Pre-surgical check-up
Potential candidates are selected on the basis of clinical data, EEGs and brain imaging from epilepsy patients undergoing neurological or neuropediatric consultations. Long-term video-EEG recording is usually performed to confirm the focal origin of seizures and correlate it with clinical and imaging data. This initial assessment may be sufficient to establish a surgical indication. It is then complemented by a pre-surgical workup that includes a more specific MRI, with a functional study, coupled with a PET (positron emission tomography) scan, and a neuropsychological workup. In some patients, intracerebral exploration using deep implanted electrodes (SEEG – stereo-electro-encephalography) (figure 2) may be necessary to identify the epileptogenic zone and define the surgical strategy.
Surgical techniques
Surgical techniques have diversified over the last 4 decades, and today combine resection proceduresThese are the most commonly used and adapted to each patient (Figure 3), those of focal destruction (radiosurgery, stereotactic thermocoagulation), those of disconnection (hemispheric or lobar) and those of neuromodulation (deep brain stimulation and vagus nerve stimulation). Functional brain regions are no longer inaccessible to a surgical procedure that is effective on seizures and respects functional structures. Highly epileptogenic lesions, such as focal cortical dysplasia, can be completely resected without unacceptable functional risk and with excellent seizure results.
Surgery results
The results of surgery on seizures depend on the etiology of the epilepsy and the quality of the surgical resection. In mesiotemporal epilepsy, 60-80% of patients who undergo surgery can expect to be seizure-free; over 80% after resection of a neurodevelopmental tumor (DNT, ganglioglioma), and almost 90% after resection of focal cortical dysplasia. Long-term seizure suppression is associated with improved quality of life, reduced mortality and fewer side-effects from chronic epilepsy, and drug treatments can be reduced or even stopped in the best cases, not to mention a reduction in the cost of the disease.
Outlook
There is still progress to be made in this functional surgery.
The first are organizational, aimed at earlier identification of good candidates for surgery in the epilepsy patient population, and reducing delays in access to pre-surgical assessment and surgery, by creating care networks, particularly during the child-adult transition; they also concern post-operative follow-up, which determines the quality of surgical results.

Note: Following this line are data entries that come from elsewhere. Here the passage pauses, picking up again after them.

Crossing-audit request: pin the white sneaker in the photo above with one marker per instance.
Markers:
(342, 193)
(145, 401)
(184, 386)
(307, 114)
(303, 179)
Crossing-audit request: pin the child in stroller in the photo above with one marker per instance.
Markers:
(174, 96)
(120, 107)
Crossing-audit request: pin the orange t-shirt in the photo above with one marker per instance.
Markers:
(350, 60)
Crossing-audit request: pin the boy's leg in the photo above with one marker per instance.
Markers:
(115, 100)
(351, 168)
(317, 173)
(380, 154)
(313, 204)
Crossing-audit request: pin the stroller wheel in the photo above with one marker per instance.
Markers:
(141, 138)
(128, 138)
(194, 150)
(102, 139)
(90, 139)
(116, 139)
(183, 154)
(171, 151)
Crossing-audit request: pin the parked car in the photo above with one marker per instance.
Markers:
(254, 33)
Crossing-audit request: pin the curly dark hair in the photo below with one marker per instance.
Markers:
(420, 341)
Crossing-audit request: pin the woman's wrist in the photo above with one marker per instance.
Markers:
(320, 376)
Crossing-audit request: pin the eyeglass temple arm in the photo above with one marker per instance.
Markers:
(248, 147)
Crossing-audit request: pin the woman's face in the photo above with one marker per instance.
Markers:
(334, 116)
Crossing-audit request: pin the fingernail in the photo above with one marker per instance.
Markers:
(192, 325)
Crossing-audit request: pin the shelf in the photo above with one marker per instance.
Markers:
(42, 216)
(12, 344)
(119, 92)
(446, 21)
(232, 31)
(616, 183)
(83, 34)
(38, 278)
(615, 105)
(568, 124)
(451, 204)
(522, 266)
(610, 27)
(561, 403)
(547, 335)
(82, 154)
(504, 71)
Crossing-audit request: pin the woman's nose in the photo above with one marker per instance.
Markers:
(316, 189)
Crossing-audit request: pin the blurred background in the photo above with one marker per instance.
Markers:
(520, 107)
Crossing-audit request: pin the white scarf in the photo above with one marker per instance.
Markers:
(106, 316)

The second is technological, with advances in preoperative imaging (ultra-high-field MRI), making it possible to identify brain lesions that are invisible on routine imagers; with improvements in surgical techniques (development of less invasive focal techniques that are still effective); with the development of high-resolution surgical imaging methods (fluorescence imaging, OCT, ultrasound), for more precise real-time guidance of the surgical procedure.)
A multidisciplinary activity
Epilepsy surgery is a multi-disciplinary activity, requiring expertise in various fields – neurology, neurosurgery, neurophysiology, neuroanesthesia, neuroimaging, neuropathology – an experienced paramedical and medico-social team – neuropsychologists, EEG technicians, IDEs, social workers – as well as specific architectural and technical equipment – recording rooms and monitoring stations, implantable medical devices -. It is performed in hospitals that have all the skills and equipment on site.
Projet Epiliepsie – Nouveau Lariboisière
With the support of the University of Paris and GHU-Nord, the new Lariboisière hospital project includes epilepsy surgery. It has the environment needed to develop this functional neurosurgery activity, and is committed to recruiting the human skills, training staff and acquiring the equipment essential to the practice of this surgery in all its aspects: quality care, teaching and training, research.